If you have been paying attention my sermons are mostly on food. My relationship with food has been getting better. Growing up my family would pity me because I would always struggle to finish my plate and acid reflux in my stomach would worsen my appetite. However, in our last meal with my family they were all shocked, especially my Mom. They couldn’t believe how my appetite had skyrocketed being the first to clear my plate and ready for the second portion.
There is a special way a shared meal or food does connect us no matter the religious background, gender, social class, nationality, or education you can name them.
As you have noticed our sanctuary is decorated with culturally appropriate food that gets consumed across the globe. These are the same foods that we do distribute during the All People’s Pantry.
These foods do more than nourish our bodies. They nourish our souls, too.
A meal can connect us to our past, bring back cherished memories with loved ones, and remind us of home.
Sadly, this can be lost for some migrants and refugees in America, and this is where as a church Hanscom Park United Methodist Church you came in. To do better loving and listening to our brothers and sisters, the New Americans who were in need of food from home. And because of your generous gifts for the last six months, you fed more than 1000 families in need of cultural/home food.
When I came here as an intern all the way from Kenya about 8 thousand plus miles I experienced that love from you. So are many other New Americans when they walk in through these doors and get that bag of grain or flour.
Just like Jacob in our today’s reading you have broken the barrier of fear to dream big for a just society where everybody feels welcome.
I am intrigued by Jacob’s action when he learned that there was grain in Egypt. He asked his sons, “Why do you just keep looking at each other?”, “I have heard that there is grain in Egypt. Go down there and buy some for us, so that we may live and not die.”
To Jacob, there was no time to waste feeling pity and wondering what to do. Yes, Egypt was far and probably not friendly but it was worth it for them to take that risk, or else they would starve to death. Jacob’s sons were probably reluctant to take action or think outside the box because it was hard work as opposed to sitting and doing nothing or maintaining the tradition or waiting for someone else to help.
As a congregation we could have chosen the path of being comfortable or stay safe like Jacob’s sons by just reading statistics, hearing or just observing our community members in need of food starving and do nothing but you opted to take a bold step to learn and do the hard work.

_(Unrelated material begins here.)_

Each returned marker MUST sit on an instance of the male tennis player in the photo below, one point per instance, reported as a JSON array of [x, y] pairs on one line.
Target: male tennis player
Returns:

You gave your gifts, drove around the city to find grains and food for the New Americans in need.
A month ago, I and Leah missed one of the popular Kenyan dishes known as Githeri, which is boiled Whole Dried Corn Kernels with beans that later get to be fried. A very common meal in Kenya. So we looked around grocery stores to find the right ingredients for making Githeri but we were not successful so we decided to go online Githeri shopping and we turned to Amazon which seemed promising. We made an order and eagerly waited for it to arrive.
I remember Leah on several occasions she would track the shipment to find the location of these grains.
The package made it home but there was something missing -Whole Dried Corn Kernels grain was missing and Githeri won’t be complete without it.
There has been a shortage of grains and these have been attributed to the ongoing war in Ukraine. This war has caused a lot of suffering to the Ukrainian people and we have as well experience the it’s effects that has negatively impacted gas price and even the food supply chain and food insecurity has become a norm to many people who can no longer be able to afford food anymore.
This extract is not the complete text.